Virtualization is opening up a collection of special options. Customers running services in guests can snapshot their guests for example once a day, or they can snapshot them right before a user logs in. That way, the partition table which was just removed by the sysadmin, can be restored from the snapshot. This approach has limits if multiple guests and storage are involved in the application: ideally they all need then to be snapshotted. As an alternative to using the snapshot for recovery, one could also perform the following before a sysadmin logs into the production system:
Do a snapshot of the production system.
Start that snapshot as a test system.
Have the sysadmin try out the intended action on the test system first.
Backups are important, yet still we often see that no backups are implemented. They are essential to restore mistakenly removed files. RHEL includes Relax and Recover (ReaR) as an image backup solution. One can also run a script which daily mounts a separate hard disk and rsync syncing up all files to that partition, to mitigate situations like hard disk failure. As an alternative to dedicated backup servers, we have also seen environments where a group’s systems are syncing their data regularly to two other systems nearby. In many setups, there is enough free disk space for this.

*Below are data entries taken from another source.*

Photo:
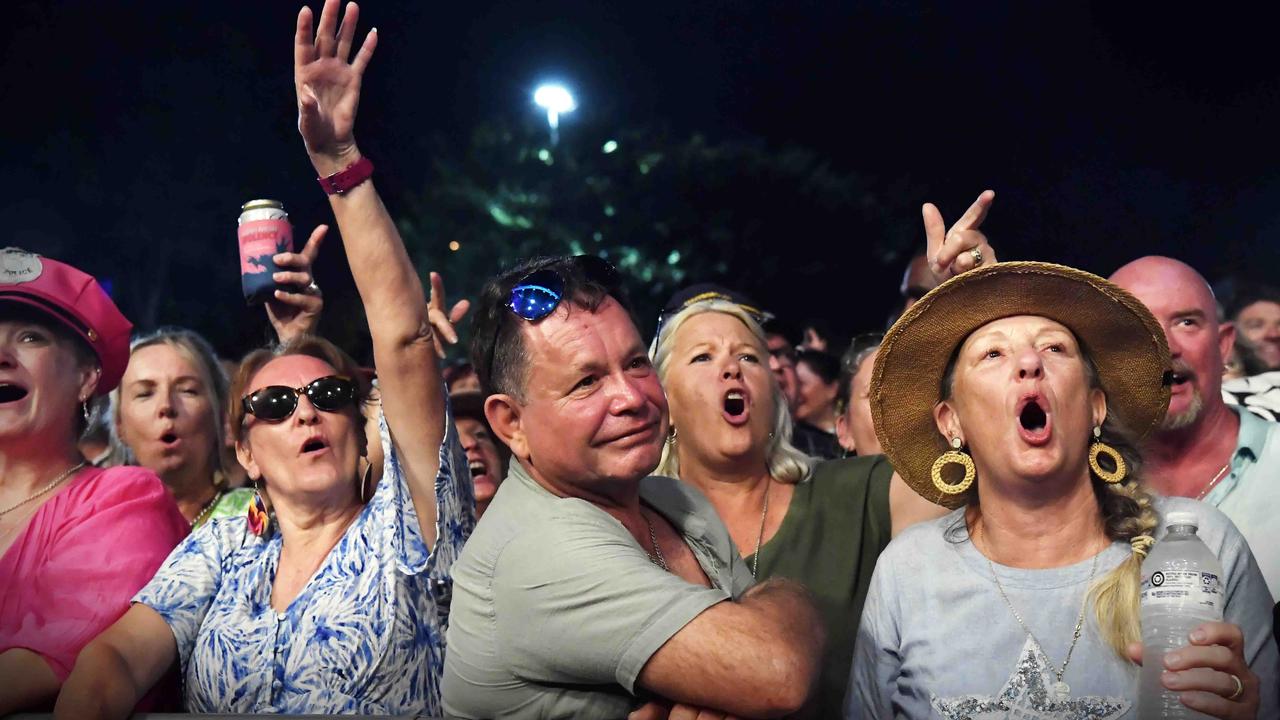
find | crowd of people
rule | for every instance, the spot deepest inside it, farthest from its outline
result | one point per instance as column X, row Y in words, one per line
column 725, row 520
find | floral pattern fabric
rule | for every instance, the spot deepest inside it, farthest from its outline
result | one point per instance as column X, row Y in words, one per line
column 366, row 633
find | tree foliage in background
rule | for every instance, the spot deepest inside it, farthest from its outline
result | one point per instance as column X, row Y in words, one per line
column 667, row 212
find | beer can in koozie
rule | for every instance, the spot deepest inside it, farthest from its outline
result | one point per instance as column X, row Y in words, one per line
column 264, row 231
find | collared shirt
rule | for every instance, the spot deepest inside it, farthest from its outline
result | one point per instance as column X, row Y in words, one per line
column 1249, row 493
column 366, row 633
column 1256, row 393
column 557, row 609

Config management can help here. There is an ideal where you are not logging onto several systems, but:
Write instructions for a config management system like Ansible or Puppet.

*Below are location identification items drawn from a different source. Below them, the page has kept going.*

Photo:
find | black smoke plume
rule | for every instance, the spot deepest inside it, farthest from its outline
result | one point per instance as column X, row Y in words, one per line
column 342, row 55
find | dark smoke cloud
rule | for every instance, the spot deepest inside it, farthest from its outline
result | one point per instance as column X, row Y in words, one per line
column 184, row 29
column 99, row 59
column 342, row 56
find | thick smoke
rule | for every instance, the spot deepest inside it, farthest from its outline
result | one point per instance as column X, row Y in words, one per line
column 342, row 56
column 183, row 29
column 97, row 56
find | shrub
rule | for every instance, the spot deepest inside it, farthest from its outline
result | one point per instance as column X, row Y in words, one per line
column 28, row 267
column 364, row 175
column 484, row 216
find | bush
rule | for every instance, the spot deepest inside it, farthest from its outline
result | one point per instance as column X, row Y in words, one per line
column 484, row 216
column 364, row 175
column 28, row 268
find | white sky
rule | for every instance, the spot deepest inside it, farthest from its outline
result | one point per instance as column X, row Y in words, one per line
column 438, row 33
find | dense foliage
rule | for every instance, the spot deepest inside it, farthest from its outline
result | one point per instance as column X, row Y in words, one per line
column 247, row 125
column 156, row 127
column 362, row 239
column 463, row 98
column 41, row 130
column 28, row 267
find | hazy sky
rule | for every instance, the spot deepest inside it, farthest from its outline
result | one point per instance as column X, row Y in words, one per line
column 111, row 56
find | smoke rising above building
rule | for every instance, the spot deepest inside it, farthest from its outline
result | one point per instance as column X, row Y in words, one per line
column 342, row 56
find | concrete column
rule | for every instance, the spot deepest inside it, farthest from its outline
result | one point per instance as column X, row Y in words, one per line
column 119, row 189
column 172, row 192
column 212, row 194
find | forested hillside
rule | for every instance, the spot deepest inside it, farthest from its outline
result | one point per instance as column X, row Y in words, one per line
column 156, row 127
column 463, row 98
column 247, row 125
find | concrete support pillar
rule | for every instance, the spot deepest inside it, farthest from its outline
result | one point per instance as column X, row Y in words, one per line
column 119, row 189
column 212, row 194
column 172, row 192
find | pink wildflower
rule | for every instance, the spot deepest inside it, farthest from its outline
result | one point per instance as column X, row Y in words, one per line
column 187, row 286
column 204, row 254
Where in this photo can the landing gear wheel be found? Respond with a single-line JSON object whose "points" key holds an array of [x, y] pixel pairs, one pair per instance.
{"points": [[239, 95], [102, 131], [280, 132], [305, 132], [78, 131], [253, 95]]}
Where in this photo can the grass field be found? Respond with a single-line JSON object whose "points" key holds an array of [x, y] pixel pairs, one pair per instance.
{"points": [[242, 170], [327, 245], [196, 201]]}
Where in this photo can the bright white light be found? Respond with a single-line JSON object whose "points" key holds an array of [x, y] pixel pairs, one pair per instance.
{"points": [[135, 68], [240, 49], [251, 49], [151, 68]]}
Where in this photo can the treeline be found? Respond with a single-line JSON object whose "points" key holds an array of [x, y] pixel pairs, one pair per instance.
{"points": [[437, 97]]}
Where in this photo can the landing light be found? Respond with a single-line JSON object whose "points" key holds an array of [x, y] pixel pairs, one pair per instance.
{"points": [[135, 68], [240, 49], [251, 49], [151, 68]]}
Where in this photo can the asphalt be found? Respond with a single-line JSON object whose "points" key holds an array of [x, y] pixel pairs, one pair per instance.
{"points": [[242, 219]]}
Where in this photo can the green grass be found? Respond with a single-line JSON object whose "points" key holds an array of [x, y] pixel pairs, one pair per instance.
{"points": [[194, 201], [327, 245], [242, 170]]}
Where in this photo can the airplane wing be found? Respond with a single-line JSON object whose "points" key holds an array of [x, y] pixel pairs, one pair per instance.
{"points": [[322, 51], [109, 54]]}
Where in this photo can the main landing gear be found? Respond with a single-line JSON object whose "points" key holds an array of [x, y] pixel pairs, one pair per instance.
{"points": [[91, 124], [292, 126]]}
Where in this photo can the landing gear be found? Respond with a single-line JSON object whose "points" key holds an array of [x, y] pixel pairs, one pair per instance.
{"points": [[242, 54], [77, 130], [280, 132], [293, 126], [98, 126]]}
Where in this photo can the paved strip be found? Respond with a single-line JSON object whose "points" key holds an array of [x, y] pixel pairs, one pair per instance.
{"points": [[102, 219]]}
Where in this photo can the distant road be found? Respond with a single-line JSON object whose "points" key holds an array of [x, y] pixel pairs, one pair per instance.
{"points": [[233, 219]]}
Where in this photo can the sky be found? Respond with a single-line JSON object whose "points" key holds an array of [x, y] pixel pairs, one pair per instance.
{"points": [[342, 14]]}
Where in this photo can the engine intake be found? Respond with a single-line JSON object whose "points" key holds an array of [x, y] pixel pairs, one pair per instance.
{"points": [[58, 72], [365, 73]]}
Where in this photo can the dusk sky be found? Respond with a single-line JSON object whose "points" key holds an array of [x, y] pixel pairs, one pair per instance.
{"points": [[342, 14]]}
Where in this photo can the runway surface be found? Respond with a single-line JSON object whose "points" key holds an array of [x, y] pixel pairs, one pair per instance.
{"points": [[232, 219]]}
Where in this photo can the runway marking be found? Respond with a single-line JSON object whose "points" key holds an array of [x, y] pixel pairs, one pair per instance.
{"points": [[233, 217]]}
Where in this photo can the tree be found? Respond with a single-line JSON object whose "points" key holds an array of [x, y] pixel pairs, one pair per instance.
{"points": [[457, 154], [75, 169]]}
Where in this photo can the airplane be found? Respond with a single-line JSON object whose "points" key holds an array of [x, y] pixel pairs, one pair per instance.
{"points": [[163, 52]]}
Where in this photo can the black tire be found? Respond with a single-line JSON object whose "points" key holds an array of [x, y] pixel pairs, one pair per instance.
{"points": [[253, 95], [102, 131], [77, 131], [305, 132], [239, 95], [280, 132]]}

Then apply these instructions to your systems.
This can pay off quickly: it allows to apply the rules to not only one, but many systems. Once error prone actions (“let me cut’n’paste these 30 commands into a shell”) can be developed into config management instructions. When using these instructions, it is possible to first apply them to test systems, and if the outcome is as desired they can be applied to the production systems. When config management is used for the complete administration straight from system deployment, then you can also just deploy additional systems which will look the same – because the same config management instructions were used.
One could set up policies such as “all changes have to be done via config management,” maybe with multiple approvals required before rules can be applied. Of course, such strict constructs prevent quick logins to the system to debug an issue in the event of an emergency. A customer’s policy will probably be somewhere in the middle, with “direct login only in emergencies, normally all done via config management–after verification in test environments.”

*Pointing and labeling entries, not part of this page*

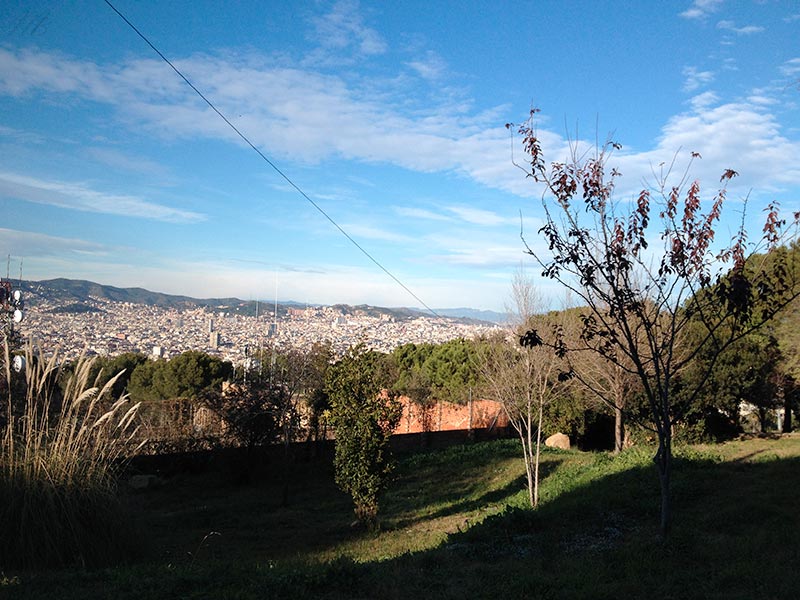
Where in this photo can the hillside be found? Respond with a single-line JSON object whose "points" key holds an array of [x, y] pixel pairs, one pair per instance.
{"points": [[74, 293]]}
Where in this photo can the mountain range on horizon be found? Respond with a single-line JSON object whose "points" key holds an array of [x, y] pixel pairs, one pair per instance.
{"points": [[75, 292]]}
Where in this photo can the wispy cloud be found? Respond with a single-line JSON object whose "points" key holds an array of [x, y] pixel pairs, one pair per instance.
{"points": [[480, 217], [744, 30], [421, 213], [695, 78], [121, 160], [430, 67], [27, 244], [343, 28], [791, 67], [376, 233], [700, 9], [309, 116], [77, 196]]}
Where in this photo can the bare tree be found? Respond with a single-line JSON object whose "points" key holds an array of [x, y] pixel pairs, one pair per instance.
{"points": [[638, 302], [523, 380]]}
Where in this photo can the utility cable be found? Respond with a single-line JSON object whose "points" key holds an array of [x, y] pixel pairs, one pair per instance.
{"points": [[266, 159]]}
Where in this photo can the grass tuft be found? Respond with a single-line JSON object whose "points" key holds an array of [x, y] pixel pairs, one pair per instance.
{"points": [[59, 456]]}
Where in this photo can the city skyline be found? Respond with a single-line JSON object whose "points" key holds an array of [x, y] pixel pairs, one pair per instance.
{"points": [[391, 118]]}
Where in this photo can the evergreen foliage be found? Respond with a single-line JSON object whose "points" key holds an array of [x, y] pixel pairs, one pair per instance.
{"points": [[363, 416]]}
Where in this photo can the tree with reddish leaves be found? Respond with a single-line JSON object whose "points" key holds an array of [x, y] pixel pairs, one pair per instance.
{"points": [[644, 270]]}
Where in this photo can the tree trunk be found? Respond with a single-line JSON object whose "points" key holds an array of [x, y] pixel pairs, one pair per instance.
{"points": [[663, 460], [619, 430], [538, 451], [787, 413], [526, 452]]}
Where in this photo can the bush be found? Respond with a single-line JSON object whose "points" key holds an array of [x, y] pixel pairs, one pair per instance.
{"points": [[59, 458]]}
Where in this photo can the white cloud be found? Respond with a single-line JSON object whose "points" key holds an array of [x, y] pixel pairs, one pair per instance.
{"points": [[481, 217], [695, 78], [376, 233], [430, 67], [791, 67], [745, 30], [739, 136], [117, 159], [343, 27], [77, 196], [309, 116], [700, 9], [31, 244], [420, 213]]}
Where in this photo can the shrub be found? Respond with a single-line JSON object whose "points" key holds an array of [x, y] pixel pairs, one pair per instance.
{"points": [[59, 458]]}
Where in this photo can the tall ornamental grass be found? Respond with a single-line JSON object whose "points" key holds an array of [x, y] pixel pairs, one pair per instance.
{"points": [[59, 460]]}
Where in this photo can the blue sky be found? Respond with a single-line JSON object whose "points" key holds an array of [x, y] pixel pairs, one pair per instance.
{"points": [[390, 116]]}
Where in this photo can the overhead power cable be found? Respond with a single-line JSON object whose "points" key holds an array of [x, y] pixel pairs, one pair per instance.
{"points": [[266, 159]]}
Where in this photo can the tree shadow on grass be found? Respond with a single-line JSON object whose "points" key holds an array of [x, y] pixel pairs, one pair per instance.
{"points": [[734, 535], [486, 500]]}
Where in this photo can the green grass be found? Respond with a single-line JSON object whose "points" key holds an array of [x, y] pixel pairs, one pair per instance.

Log and error tracking systems can help. Collecting system logs on a central system, and have them searchable, for example with ElasticSearch, can help. One could also record all shell sessions on systems, including the commands which are typed in and the output which was obtained. With this, a sysadmin hitting an error will be able to look up whether the same message already appeared.
An internal knowledge database will help to capture knowledge about environments and recipes to approach single tasks such as exchanging software RAID disks. OpenSource wikis are likely to fulfill most requirements, and impose no additional costs. A word of warning: having commands ready for cut’n’paste is good, but understanding the background of the commands is also important. Be mindful that website code can play evil tricks, leading to pasted code being different than what you were intending to copy from the website. Putting a ‘
#‘ in front is important, in addition to inspecting the command.
If I had to name just two important factors to reduce unintended downtimes, then these would be:
Provide appropriate education to everybody with access to the systems. Your TAM should have a good overview of existing skills, how they match to the experienced problems and can recommend trainings or other activities to fill in the gaps.
Give admins an environment where they have enough time to try out the production software on test systems. RHEL in KVM guests is enough for certain scenarios, for others real hardware is required. For example when purchasing an expensive HA cluster software, then also licenses for training the administrators should be priced in.
Thanks a lot to the Red Hat TAM team, many TAMs contributed to this post.